I hold a lot of context in my head when it comes to the future of Mozilla's build system and the interaction with it. I wanted to perform a brain dump of sorts so people have an idea of where I'm coming from when I inevitably propose radical changes.
The sad state of build system interaction and the history of mach
I believe that Mozilla's build system has had a poor developer experience for as long as there has been a Mozilla build system. Getting started with Firefox development was a rite of passage. It required following (often out-of-date) directions on MDN. It required finding pages through MDN search or asking other people for info over IRC. It was the kind of process that turned away potential contributors because it was just too damn hard.
mach - while born out of my initial efforts to radically change the build system proper - morphed into a generic command dispatching framework by the time it landed in mozilla-central. It has one overarching purpose: provide a single gateway point for performing common developer tasks (such as building the tree and running tests). The concept was nothing new - individual developers had long coded up scripts and tools to streamline workflows. Some even published these for others to use. What set mach apart was a unified interface for these commands (the mach script in the top directory of a checkout) and that these productivity gains were in the tree and thus easily discoverable and usable by everybody without significant effort (just run mach help).

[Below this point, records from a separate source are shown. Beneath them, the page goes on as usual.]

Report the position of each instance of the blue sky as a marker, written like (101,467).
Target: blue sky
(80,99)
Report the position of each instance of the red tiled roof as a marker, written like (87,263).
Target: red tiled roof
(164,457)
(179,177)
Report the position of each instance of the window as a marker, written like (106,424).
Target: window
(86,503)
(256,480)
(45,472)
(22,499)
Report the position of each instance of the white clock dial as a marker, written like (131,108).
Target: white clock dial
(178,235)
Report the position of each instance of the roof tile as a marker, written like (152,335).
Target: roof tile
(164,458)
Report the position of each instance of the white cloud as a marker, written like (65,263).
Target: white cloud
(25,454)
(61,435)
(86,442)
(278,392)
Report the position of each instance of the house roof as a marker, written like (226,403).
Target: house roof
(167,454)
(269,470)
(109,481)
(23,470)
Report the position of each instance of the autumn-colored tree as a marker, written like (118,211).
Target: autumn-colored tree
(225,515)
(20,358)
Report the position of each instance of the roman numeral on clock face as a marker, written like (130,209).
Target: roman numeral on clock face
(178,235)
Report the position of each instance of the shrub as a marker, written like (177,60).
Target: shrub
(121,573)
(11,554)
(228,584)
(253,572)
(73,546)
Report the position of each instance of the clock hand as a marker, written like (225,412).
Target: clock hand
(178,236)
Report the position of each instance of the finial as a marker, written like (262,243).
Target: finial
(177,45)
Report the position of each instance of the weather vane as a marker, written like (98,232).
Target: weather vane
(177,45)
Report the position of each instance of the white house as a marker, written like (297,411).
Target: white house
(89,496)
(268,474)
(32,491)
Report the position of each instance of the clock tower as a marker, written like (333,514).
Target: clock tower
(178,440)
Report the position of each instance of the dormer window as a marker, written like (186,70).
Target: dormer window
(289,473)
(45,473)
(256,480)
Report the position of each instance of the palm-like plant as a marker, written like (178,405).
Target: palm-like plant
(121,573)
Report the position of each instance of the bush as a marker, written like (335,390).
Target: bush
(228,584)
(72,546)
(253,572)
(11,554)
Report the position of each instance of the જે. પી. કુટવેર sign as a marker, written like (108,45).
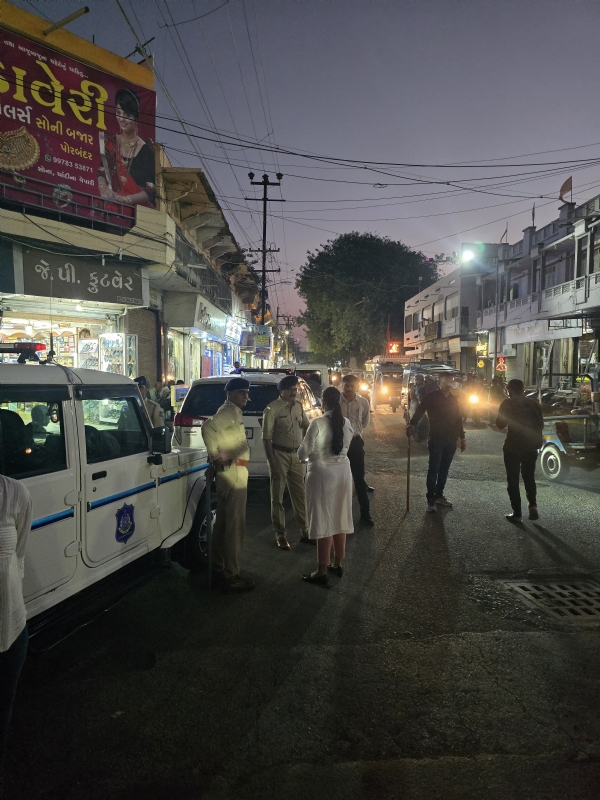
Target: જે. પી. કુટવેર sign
(79,137)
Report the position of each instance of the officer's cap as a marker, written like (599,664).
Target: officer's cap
(237,383)
(288,382)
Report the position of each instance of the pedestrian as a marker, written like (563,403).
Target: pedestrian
(284,426)
(328,486)
(445,428)
(496,396)
(154,394)
(525,422)
(15,525)
(225,439)
(155,412)
(356,409)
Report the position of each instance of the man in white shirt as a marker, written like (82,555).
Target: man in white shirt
(356,409)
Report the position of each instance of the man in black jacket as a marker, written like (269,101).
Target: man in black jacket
(445,428)
(525,423)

While mach doesn't yet satisfy everyone's needs, it's slowly growing new features and making developers' lives easier with every one. All of this is happening despite that there is not a single person tasked with working on mach full time. Until a few months ago, mach was largely my work. Recently, Matt Brubeck has been contributing a flurry of enhancements - thanks Matt! Ehsan Akhgari and Nicholas Alexander have contributed a few commands as well! There are also a few people with a single command to their name. This is fulfilling my original vision of facilitating developers to scratch their own itches by contributing mach commands.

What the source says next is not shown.